Contrary to the narrative that the police generally “no longer care” about enforcing cannabis laws, this study of 29 police forces by researcher Hardeep Matharu at think-tank Volteface found a “lack of clarity at a national political level and variation between and within police forces”.
The report, “Means to an end, the policing of cannabis”, released to the Standard, contrasted the tough tack of forces such as Merseyside, who continue to vigorously pursue and charge offenders, and the public health approach of Durham, who have stopped targeting cannabis users and instead refer them for addiction intervention treatment. In total, 40 per cent of the forces that responded said they no longer prioritise cannabis possession.
It’s a step change reflected in the national crime figures: prosecutions for possession are down 39 per cent since 2013, leading to accusations that the police are decriminalising cannabis through the back door.
Yet with the Home Office insisting the police enforce the law, there is a reticence by police commissioners to speak out and admit publicly that arresting the three million people who use cannabis in the UK is not practical.
The Metropolitan Police was one of 14 forces that declined to take part in the study, though data obtained by the Evening Standard through a Freedom of Information request reveals that Met arrests for cannabis possession have fallen almost as much as the national average, by 34 per cent in five years.
Asked to comment on this trend, the Metropolitan Police failed to offer a reason.
Regarding the claim by Kaz that officers commonly dispose of small amounts of cannabis found on first-time offenders, a Met spokesman said: “We do not consider this to be widespread practice across the Met, nor is it accepted practice.

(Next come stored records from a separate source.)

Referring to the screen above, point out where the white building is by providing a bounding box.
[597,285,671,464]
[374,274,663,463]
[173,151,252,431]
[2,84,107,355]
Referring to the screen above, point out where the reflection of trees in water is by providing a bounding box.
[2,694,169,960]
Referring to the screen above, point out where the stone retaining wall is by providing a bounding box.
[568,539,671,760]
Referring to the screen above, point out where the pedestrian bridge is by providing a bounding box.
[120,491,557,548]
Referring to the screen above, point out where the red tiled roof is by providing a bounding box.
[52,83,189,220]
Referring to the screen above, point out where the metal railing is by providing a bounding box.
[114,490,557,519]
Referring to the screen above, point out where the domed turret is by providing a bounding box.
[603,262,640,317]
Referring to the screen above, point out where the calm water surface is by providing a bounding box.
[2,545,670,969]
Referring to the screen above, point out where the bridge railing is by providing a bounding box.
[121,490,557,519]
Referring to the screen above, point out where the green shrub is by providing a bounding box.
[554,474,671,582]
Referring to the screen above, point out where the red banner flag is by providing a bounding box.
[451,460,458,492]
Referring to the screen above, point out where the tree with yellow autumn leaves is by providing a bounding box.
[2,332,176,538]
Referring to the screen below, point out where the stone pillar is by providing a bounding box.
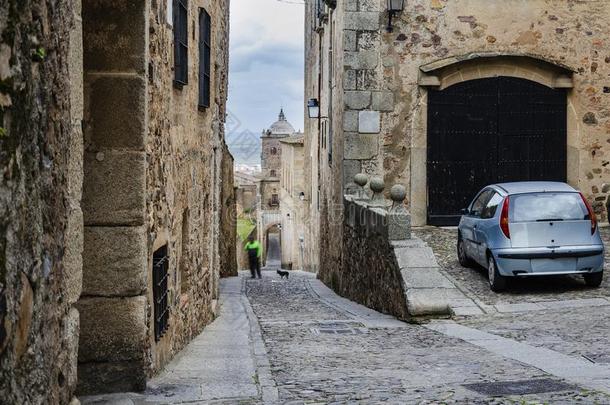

Any officer in breach of correct protocol is accountable. The investigation [of Kaz] continues.”
Until his front line role, Kaz took a similarly conservative view to his bosses at the Met, so what caused him to become a reformer?
He invited the Standard to his old patch to see “how the war on drugs is failing”.
It was a Thursday, 9.30pm, and as we exited Camden Tube, we were immediately assailed by several drug dealers. “Want weed? Anything else?” they asked.
This blatant solicitation by many different dealers continued every 50 yards all the way up Camden High Street. Supply of the Class B drug carries up to 14 years in prison. Why were they still at large?
“You can stop and search but you will never find drugs on them,” explained Kaz. “Those guys take the order and make a call on a burner phone but the drugs are delivered by another person, probably on a push-bike, who arrives and leaves in the blink of an eye. We have a wall of drug dealers — faces and names — at the station so we know who they are, but they play a cat and mouse game that we are losing. The only way to kill their business is to legalise cannabis.”
What convinced Kaz was a moral dilemma during a stop and search operation with British Transport Police and their sniffer dogs at Camden Tube station last year.
“The dog led me to a man who immediately admitted to a spliff in his pocket,” he said.
“Turned out this man worked for the Home Office. I had to give him a cannabis warning, which does not amount to a criminal record but does show up on database searches for sensitive jobs and he was terrified of losing his job. I felt terrible. It was the week after Canada legalised cannabis and I thought: what a ridiculous waste of time and people’s lives. Is this what I signed up for?”
Ron Hogg, Durham police and crime commissioner, one of the few police chiefs to speak out, said: “If I had an officer who went on Question Time and he said he totally disagreed with my views on policing cannabis, I wouldn’t have a problem. We’ve got to start listening to each other. We’ve got to be honest about what’s not working.”